More "modern" RTS games seem to struggle with cheese elements because mechanical execution plays a smaller part. It becomes a purely a build order vs build order situation where one person wins or loses where the only thing that can change anything is is one person is lacking game knowledge. It's a blind strategy win just like winning a round of rock-paper-scissors. Good developers will naturally make the changes to the game needed for these kinds of interactions not to happen, for example removing tower rushes. The game's inability to support it should signal a problem though. An RTS that is all about decisions is really just a pure strategy game.

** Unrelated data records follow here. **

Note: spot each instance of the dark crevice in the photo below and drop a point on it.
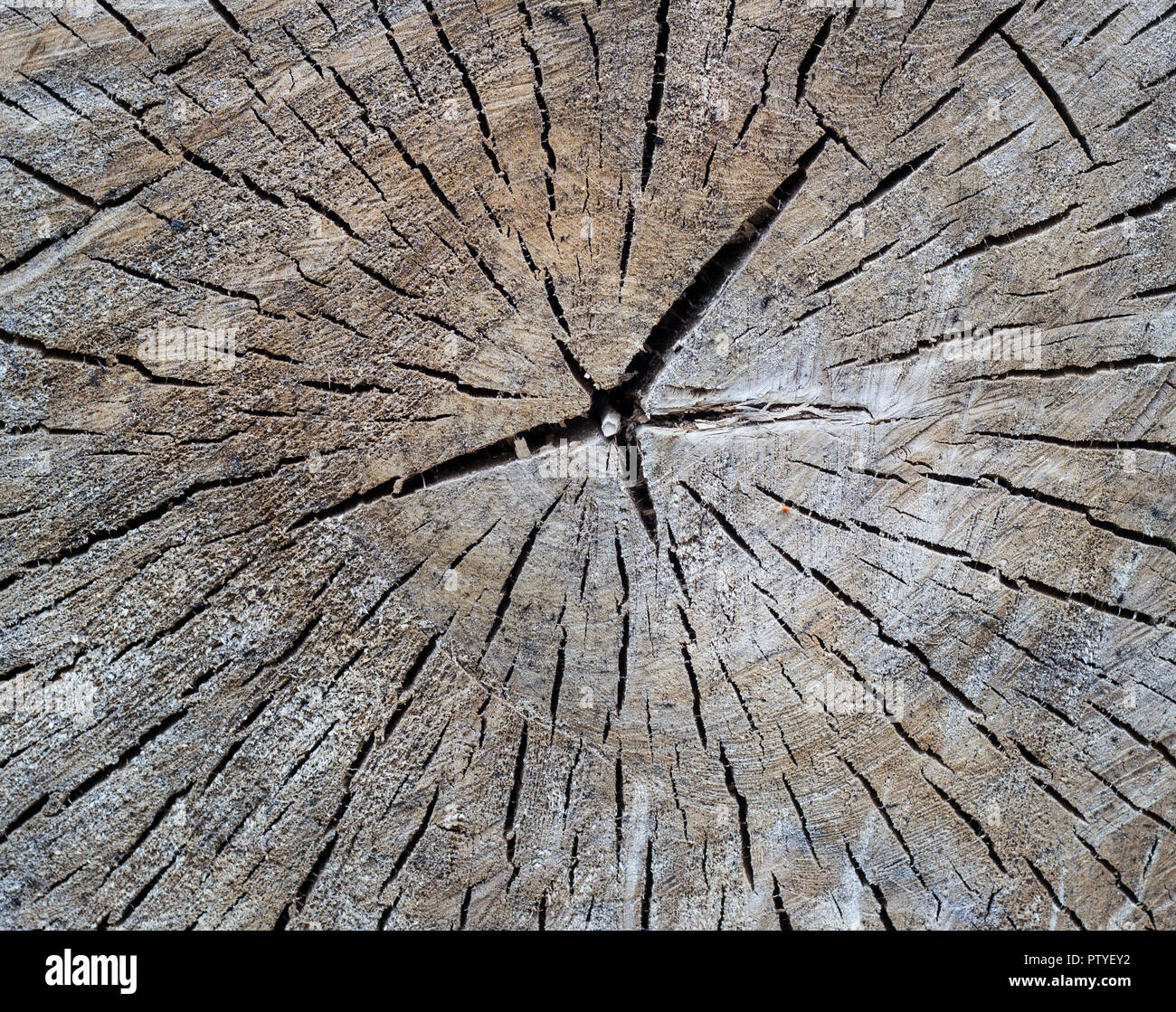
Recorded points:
(992, 27)
(657, 93)
(1050, 93)
(810, 58)
(741, 805)
(467, 82)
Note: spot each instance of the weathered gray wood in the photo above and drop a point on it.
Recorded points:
(337, 619)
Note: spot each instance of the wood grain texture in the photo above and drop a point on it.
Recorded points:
(581, 516)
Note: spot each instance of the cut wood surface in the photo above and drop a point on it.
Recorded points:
(477, 465)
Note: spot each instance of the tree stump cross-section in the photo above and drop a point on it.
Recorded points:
(697, 463)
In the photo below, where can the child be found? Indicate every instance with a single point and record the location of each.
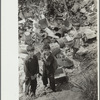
(31, 69)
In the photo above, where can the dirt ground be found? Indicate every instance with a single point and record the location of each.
(85, 68)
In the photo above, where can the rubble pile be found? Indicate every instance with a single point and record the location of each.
(57, 24)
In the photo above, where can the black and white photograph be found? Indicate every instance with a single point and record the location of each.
(58, 49)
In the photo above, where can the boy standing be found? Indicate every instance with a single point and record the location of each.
(31, 69)
(48, 68)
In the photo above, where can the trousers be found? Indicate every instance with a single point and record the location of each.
(45, 78)
(30, 85)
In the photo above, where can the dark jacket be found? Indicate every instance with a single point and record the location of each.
(31, 66)
(48, 65)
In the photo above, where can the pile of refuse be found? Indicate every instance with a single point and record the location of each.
(35, 28)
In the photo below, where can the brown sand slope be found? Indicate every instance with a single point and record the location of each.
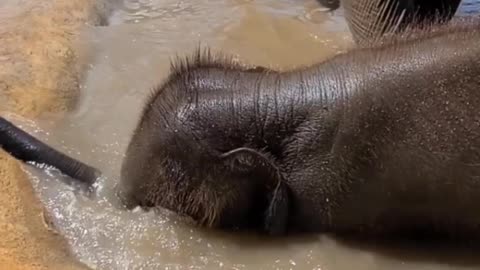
(37, 75)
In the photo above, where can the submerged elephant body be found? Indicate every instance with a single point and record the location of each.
(368, 20)
(379, 140)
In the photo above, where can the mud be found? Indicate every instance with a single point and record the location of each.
(39, 75)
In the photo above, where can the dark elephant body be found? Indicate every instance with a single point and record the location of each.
(368, 20)
(378, 140)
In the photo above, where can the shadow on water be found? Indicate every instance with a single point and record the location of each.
(125, 61)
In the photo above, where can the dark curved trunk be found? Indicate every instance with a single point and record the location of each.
(26, 148)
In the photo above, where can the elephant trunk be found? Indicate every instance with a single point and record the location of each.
(26, 148)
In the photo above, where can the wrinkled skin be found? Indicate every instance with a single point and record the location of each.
(370, 19)
(378, 140)
(382, 140)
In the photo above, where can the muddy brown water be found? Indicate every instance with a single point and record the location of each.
(125, 61)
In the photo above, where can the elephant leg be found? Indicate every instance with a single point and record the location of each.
(371, 19)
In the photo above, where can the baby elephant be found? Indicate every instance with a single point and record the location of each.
(370, 19)
(381, 140)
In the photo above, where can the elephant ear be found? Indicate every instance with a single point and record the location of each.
(247, 160)
(370, 20)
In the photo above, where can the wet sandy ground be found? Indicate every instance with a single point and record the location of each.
(41, 62)
(38, 75)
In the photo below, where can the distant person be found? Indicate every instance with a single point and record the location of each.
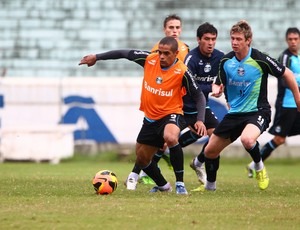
(243, 79)
(287, 118)
(161, 102)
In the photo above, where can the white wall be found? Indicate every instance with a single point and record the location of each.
(37, 102)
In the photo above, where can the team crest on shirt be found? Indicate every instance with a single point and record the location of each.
(241, 71)
(278, 129)
(152, 62)
(200, 62)
(207, 67)
(158, 80)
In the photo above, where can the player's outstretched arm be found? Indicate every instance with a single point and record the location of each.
(88, 60)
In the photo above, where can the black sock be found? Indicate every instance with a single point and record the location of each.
(255, 153)
(201, 157)
(176, 157)
(136, 169)
(267, 149)
(158, 155)
(153, 171)
(188, 138)
(211, 168)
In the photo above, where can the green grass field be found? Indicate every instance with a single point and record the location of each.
(45, 196)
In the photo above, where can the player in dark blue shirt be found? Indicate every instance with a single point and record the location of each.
(287, 118)
(243, 78)
(203, 62)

"Should" is a very restrictive word that implies a dogmatic view of the genre. I think in general it seems like people have a very constrained view of what an RTS is or isn't. I think for BW specifically, tower rushes have enriched the game. It means that no matter how mapped out the game is, players can't be fully complacent and autopilot the early game.
More "modern" RTS games seem to struggle with cheese elements because mechanical execution plays a smaller part. It becomes a purely a build order vs build order situation where one person wins or loses where the only thing that can change anything is is one person is lacking game knowledge. It's a blind strategy win just like winning a round of rock-paper-scissors. Good developers will naturally make the changes to the game needed for these kinds of interactions not to happen, for example removing tower rushes. The game's inability to support it should signal a problem though. An RTS that is all about decisions is really just a pure strategy game.
To be fair, scouting with your worker is a distinctly "Blizzard" design element. If you think about it, it's not necessarily intuitive that a unit whose primary function is mining and building would have some of the faster movement speed in the game. In any game where this isn't the case, where workers/constructors move more slowly than military units, you proportionally nerf tower rushing. Also, the degree to which buildings and resource collection are dispersed across wider swaths of the map also affects viability of tower rushing.
Does designing away from tower rushing necessarily neuter early aggression? Not at all. It's just that in Blizzard games bases are distinctly built around highly concentrated resource distributions and builders move quickly. That definitely doesn't imply that any game that doesn't include tower rushing is less mechanically rewarding.